William S Plumer 1802-1880

I have also learned again how selfish I am. When being ill my selfishness becomes easier and easier to identify. Everything is about me. My health. My comfort. My recovery. My desires. And this despite the fact that I know of many cases around me where people are in desperate life situations who desperately need prayer and support. Yet, despite that, all I want to do is think about me. Even this blog post testifies to that. Here I am writing about me. Irony much Bret? 

It has been the greatest of comforts during this time to remind myself constantly that I am owned by Jesus Christ. It certainly is the case that the Devil does not (and has not) relented at times like this. He seeks to advance to plant doubts about the Father’s care. He does all he can to make me doubt Christ’s faithfulness and then my faith. He reminds me of my sin and all my various failures. (And there is plenty to be reminded of.) He is good at throwing us into any slough of despond he can find.

But at the end of it all I return to the Scriptures and the faithful exposition of my catechism;

Question 1: What is thy only comfort in life and death?
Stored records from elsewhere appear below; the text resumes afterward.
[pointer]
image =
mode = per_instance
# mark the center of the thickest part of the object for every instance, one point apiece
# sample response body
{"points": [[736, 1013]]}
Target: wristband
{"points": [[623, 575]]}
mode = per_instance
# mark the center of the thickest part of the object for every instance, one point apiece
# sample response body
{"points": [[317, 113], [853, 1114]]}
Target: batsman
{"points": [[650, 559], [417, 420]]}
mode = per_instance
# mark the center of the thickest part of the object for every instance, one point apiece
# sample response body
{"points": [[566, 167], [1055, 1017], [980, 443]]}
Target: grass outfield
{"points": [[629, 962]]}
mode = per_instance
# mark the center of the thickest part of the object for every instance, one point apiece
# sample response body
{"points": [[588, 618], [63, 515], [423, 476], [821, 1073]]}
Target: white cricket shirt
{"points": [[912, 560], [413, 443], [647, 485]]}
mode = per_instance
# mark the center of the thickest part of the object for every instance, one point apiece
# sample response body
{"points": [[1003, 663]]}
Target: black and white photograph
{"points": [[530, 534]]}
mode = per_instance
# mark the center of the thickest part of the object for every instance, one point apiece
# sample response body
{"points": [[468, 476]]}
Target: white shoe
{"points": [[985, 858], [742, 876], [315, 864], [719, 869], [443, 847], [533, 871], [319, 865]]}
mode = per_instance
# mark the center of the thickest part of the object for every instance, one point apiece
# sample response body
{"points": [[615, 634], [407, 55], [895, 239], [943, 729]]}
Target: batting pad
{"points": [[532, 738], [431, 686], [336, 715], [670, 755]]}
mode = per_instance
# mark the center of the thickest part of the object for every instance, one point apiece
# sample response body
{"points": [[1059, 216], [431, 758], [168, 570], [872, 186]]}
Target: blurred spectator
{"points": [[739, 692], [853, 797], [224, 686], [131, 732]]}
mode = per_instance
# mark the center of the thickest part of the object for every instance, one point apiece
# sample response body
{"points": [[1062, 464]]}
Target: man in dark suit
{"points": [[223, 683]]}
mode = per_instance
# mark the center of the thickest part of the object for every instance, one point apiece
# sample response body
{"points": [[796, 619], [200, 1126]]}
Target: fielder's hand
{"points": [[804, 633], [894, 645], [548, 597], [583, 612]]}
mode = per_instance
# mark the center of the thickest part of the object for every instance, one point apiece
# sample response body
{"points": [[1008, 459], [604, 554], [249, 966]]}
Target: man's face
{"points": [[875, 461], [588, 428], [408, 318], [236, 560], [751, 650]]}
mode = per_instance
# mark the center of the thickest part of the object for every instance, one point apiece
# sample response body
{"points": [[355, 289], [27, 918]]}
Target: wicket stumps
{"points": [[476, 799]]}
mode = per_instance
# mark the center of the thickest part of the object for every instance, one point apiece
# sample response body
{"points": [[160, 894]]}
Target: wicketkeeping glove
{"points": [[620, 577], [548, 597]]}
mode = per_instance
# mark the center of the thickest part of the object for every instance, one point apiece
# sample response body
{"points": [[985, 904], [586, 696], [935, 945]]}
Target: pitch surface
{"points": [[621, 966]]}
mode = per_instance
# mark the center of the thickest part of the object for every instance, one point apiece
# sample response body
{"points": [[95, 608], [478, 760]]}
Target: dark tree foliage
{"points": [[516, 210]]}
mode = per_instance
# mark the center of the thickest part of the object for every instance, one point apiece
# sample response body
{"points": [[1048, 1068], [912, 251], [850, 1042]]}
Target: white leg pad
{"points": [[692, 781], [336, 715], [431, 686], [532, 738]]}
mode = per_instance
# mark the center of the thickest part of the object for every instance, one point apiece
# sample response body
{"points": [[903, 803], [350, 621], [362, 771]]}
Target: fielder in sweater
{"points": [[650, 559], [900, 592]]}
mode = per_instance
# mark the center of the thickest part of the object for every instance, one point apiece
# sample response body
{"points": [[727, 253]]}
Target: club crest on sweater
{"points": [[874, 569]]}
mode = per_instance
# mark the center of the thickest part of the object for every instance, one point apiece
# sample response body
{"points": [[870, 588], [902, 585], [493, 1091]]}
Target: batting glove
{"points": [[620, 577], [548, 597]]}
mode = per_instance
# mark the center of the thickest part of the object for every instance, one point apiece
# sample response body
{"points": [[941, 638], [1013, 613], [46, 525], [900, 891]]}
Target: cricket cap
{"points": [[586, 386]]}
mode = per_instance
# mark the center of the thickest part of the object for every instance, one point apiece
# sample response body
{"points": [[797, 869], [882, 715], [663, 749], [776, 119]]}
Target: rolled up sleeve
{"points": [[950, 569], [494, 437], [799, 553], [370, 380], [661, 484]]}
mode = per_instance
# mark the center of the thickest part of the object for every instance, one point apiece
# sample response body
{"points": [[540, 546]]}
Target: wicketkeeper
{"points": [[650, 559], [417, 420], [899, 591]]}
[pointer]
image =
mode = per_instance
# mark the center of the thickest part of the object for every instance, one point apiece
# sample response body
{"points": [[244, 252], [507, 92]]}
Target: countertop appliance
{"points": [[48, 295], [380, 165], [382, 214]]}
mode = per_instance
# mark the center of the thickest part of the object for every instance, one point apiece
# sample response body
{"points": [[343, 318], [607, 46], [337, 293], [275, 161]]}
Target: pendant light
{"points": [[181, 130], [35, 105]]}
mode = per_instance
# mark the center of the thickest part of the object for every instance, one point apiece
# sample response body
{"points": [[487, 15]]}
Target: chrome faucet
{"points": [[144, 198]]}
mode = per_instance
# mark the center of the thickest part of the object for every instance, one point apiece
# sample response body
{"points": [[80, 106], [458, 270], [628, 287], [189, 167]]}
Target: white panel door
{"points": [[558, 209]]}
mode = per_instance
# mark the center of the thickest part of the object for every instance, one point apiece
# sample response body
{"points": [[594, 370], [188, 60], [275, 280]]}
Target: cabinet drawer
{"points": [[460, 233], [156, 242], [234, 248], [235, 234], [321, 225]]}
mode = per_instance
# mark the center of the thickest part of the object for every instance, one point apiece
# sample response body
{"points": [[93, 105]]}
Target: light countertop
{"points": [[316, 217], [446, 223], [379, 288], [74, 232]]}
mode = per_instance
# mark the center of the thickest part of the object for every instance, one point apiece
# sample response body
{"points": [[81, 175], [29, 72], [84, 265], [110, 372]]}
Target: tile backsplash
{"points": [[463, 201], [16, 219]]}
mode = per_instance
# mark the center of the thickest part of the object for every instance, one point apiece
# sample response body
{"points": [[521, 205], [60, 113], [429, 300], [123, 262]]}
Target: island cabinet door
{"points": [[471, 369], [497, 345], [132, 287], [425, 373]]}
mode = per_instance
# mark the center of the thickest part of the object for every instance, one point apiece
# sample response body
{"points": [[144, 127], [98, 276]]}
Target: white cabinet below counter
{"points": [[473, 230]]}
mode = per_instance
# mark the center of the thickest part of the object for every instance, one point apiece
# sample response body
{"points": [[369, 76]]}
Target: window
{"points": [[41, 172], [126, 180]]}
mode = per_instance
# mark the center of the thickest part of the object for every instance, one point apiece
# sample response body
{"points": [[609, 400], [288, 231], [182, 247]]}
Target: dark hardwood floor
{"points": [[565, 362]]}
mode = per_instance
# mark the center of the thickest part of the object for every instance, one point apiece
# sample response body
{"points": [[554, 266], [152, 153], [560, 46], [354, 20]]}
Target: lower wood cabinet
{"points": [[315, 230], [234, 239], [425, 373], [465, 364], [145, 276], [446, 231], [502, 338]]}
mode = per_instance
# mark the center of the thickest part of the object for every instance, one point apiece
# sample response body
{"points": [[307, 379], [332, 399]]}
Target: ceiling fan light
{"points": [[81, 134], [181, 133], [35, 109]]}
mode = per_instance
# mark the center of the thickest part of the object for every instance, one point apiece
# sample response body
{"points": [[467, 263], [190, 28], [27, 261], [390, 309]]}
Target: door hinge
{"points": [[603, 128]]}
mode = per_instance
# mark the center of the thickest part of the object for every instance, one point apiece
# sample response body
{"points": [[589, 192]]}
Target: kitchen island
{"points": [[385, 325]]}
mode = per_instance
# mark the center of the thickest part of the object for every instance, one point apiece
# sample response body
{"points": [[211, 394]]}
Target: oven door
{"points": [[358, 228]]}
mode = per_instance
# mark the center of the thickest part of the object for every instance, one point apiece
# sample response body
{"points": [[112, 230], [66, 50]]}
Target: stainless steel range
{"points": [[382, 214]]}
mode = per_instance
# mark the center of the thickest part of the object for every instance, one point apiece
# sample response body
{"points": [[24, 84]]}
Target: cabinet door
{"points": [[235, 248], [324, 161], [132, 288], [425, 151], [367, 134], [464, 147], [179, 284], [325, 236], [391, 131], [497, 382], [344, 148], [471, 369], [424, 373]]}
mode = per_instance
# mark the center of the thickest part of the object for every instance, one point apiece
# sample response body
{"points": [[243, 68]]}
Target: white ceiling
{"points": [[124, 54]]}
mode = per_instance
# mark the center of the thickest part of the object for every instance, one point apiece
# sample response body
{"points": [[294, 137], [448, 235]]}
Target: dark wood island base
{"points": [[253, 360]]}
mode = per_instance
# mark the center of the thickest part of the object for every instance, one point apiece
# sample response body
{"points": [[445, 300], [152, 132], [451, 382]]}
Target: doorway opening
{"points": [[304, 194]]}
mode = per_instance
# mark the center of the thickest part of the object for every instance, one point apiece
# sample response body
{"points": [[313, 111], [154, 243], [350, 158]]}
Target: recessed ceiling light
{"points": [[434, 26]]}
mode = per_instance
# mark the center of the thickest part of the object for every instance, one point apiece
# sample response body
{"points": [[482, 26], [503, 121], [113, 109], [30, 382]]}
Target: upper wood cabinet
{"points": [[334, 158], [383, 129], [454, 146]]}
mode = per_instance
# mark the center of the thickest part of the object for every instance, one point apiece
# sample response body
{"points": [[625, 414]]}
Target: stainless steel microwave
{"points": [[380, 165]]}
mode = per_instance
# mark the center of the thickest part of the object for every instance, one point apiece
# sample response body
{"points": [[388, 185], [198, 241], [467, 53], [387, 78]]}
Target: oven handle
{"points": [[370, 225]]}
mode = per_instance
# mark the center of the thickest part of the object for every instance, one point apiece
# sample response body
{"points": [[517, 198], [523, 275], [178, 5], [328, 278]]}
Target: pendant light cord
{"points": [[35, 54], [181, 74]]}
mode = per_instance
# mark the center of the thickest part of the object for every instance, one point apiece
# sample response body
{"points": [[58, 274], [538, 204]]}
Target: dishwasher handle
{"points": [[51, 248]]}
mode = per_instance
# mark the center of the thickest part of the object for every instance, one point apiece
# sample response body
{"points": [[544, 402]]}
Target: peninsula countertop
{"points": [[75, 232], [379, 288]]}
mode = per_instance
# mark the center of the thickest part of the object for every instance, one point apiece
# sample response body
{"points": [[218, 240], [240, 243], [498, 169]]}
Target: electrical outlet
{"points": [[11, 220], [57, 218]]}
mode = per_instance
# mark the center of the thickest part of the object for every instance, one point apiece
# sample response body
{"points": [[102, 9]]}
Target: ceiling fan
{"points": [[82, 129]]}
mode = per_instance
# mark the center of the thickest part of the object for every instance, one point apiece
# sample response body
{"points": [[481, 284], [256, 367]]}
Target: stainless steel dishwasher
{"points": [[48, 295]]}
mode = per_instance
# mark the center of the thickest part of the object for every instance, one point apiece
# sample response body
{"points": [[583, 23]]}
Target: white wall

Answer: That I with body and soul, both in life and death,1 am not my own,2 but belong unto my faithful Savior Jesus Christ;3 who, with His precious blood,4 hath fully satisfied for all my sins,5 and delivered me from all the power of the devil;6 and so preserves me7 that without the will of my heavenly Father, not a hair can fall from my head;8 yea, that all things must be subservient to my salvation,9 and therefore, by His Holy Spirit, He also assures me of eternal life,10 and makes me sincerely willing and ready, henceforth, to live unto Him.11

I want to live to be a Joshua/Caleb type of old man. However, there are a good number of things in life I have wanted that, in retrospect, would have been disastrous for me to have gained. Long life could be another one of those things. I don’t know. However, the Lord Christ knows, and whatever He gives to me as my Captain and Redeemer — as my great Liege Lord and great High Priest, whether long life or abbreviated, faith requires me to say;

“It is well with my soul.”

I would ask for prayers for Jane, who is on this ride with me. And of course I would ask for prayers for recovery. I am thankful to God for the leadership at the Church I serve as well as God’s faithfulness in providing Rev. Sam Perry in filling the pulpit here while I have been out. My heart could not take being out of the pulpit if I knew some typical hack clergy was in the pulpit mucking up the thinking of God’s people here. Rev. Perry has been a godsend and all of us here thank God upon every remembrance of him.

The Lord Christ has been faithful and for that I praise God.